# Codesys 2.3 Programm auf anderen Rechnern öffnen



## KingHelmer (16 Juli 2012)

Hallo,

ich habe ein kleines Problem damit, meine erstellten Programme auf anderen Rechnern (z.B. Laptop) zu öffnen.
Es kommt immer der Fehler, dass das Konfigurationsverzeichnis und die Bibliotheken nicht passen.#

Ich bin sogar soweit gegangen, dass ich den kompletten Codesys 2.3 Ordner kopiert habe und auf meinem Laptop ersetzt.
Sodass wirklich alle Pfade identisch sind und alle Bibliotheken vorhanden sind.

Es funktioniert allerdings trotzdem nicht.

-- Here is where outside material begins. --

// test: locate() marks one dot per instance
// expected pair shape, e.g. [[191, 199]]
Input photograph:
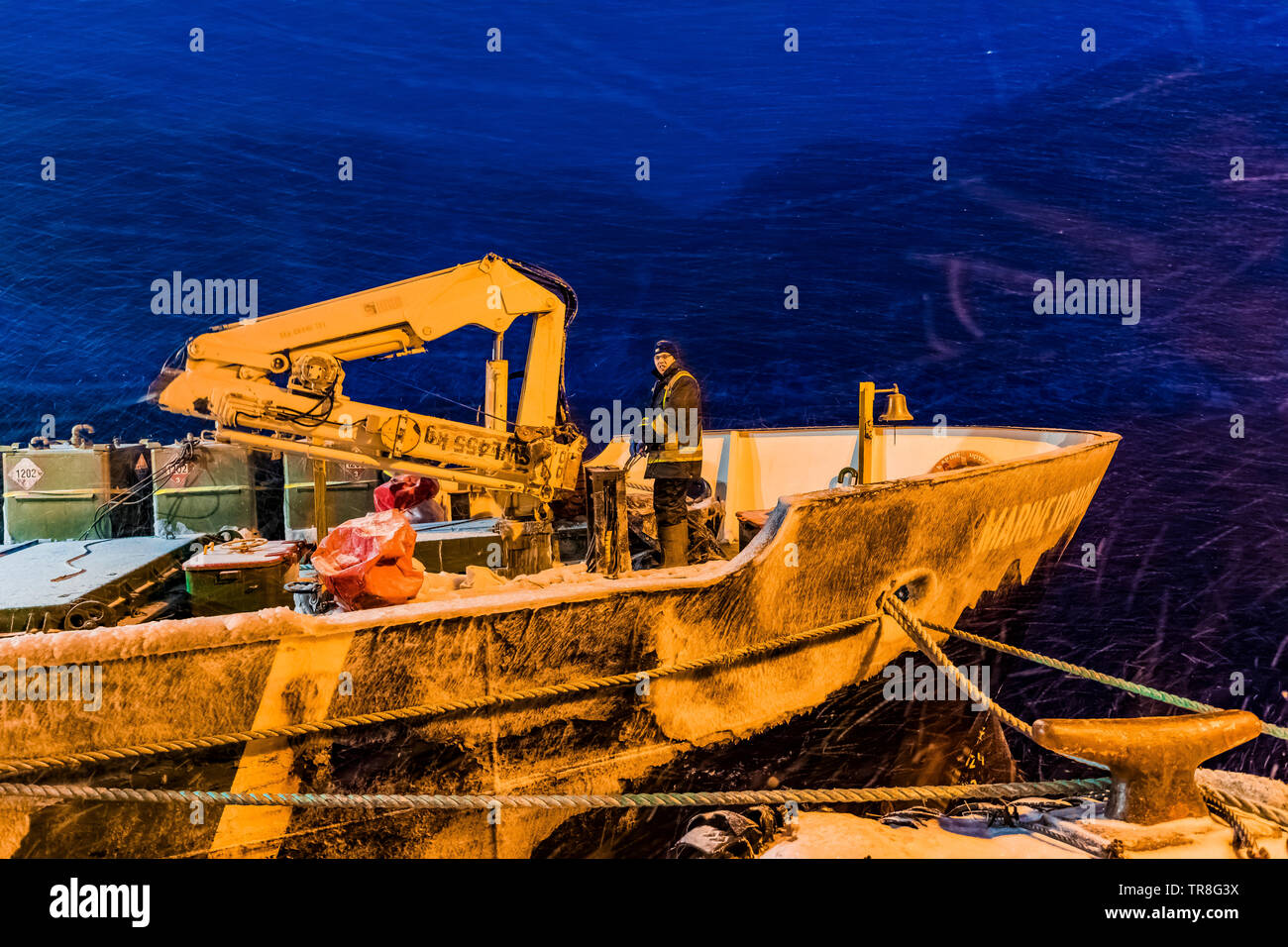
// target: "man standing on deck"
[[673, 441]]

Kann mir hier jemand weiterhelfen?
Mache ich es mir unnötig schwer?

Danke

Flo


----------



## Wu Fu (16 Juli 2012)

Einfacher gehts, wenn du dein Programm als Archiv speicherst, dann sind alle Bibs etc mit abgespeichert.
Datei->Archiv speichern/versenden


----------



## KingHelmer (16 Juli 2012)

Das muss ich gleich mal testen!
Danke schon mal!


----------



## IBFS (16 Juli 2012)

Die Forensuche ergibt diesen Thread:

http://www.sps-forum.de/showthread.php/51546-Codesys-2.3-Bibliotheken-Targets

Frank


----------